Bien qu'il existe plusieurs démonstrations comportementales de la consolidation sommeil-dépendante de nuit chez les enfants20,21 et les enfants en bas âge22, la recherche sur les fondements neuronaux de la consolidation de mémoire avec le sommeil de mi-journée sont commence à faire l'objet d'une enquête. Dans le travail novateur examinant le rôle des siestes à la mi-journée sur la mémoire chez les enfants d'âge préscolaire, les siestes ont été montrées pour protéger les souvenirs de l'information récemment apprise, tandis que la mémoire a été réduite (de 12%) lorsque les enfants sont restés éveillés pendant l'intervalle de sieste23. Cette « prestation de sieste » était plus importante chez les enfants qui dormaient habituellement (c.-à-d. 5 fois ou plus par semaine, selon l'actigraphie) quel que soit leur âge. En enregistrant le PSG pendant la sieste, le changement de performance de la mémoire tout au long de la période de sieste s'est avéré être spécifiquement associé à la densité de fuseau de sommeil (le nombre de fuseaux de sommeil par minute de nREM), suggérant la qualité de sieste (pas la quantité) a été un facteur critique dans promouvoir la rétention de la mémoire (voir la section des résultats représentatifs).

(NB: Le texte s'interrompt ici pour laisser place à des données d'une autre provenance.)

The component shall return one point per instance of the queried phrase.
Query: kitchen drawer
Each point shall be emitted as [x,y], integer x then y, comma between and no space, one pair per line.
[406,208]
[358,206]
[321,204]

Cette étude souligne l'importance du PSG dans l'exploration des relations entre le sommeil et la mémoire pendant le développement. Il souligne l'importance de caractériser le sommeil macro- (étapes de sommeil) et micro- (qualités de ces étapes telles que les fréquences et la présence de fuseaux) structures pendant les siestes pour la consolidation de la mémoire. Il souligne également l'importance d'évaluer les rythmes du sommeil (caractérisant les enfants comme des nappers habituels ou non habituels). Bien que notre travail ait caractérisé la fonction des siestes dans l'apprentissage visuospatial (et plus récemment l'apprentissage émotionnel24 et procédural25), beaucoup de questions demeurent. Par exemple, il sera important d'examiner d'autres tâches de mémoire déclarative afin d'évaluer la généralisation de ces résultats et d'évaluer les tâches utilisées dans les salles de classe préscolaires pour comprendre des paramètres spécifiques (p. ex., la quantité d'avantages de sieste par rapport à l'apprentissage) pour tâches écologiquement valides. Des travaux supplémentaires seront également nécessaires pour comprendre quand le sillage est suffisant pour la consolidation de la mémoire. Ainsi, notre objectif est de démystifier le processus de mesure du sommeil et de la consolidation de la mémoire dépendante du sommeil chez les enfants. Nous fournissons des conseils pratiques pour examiner le bénéfice d'une sieste de l'après-midi sur la mémoire déclarative chez les enfants d'âge préscolaire en développement en général (environ 3 à 4 ans) en utilisant une tâche de mémoire visuospatiale informatisée ainsi que des méthodes pour évaluer l'accoutumance de sieste l'actigraphie, le rapport parent et la physiologie de la sieste à l'aide du PSG. Bien que ces méthodes aient été développées pour les enfants d'âge préscolaire qui font la sieste avec une fréquence variable, ces méthodes pourraient être adaptées à n'importe quel groupe d'âge.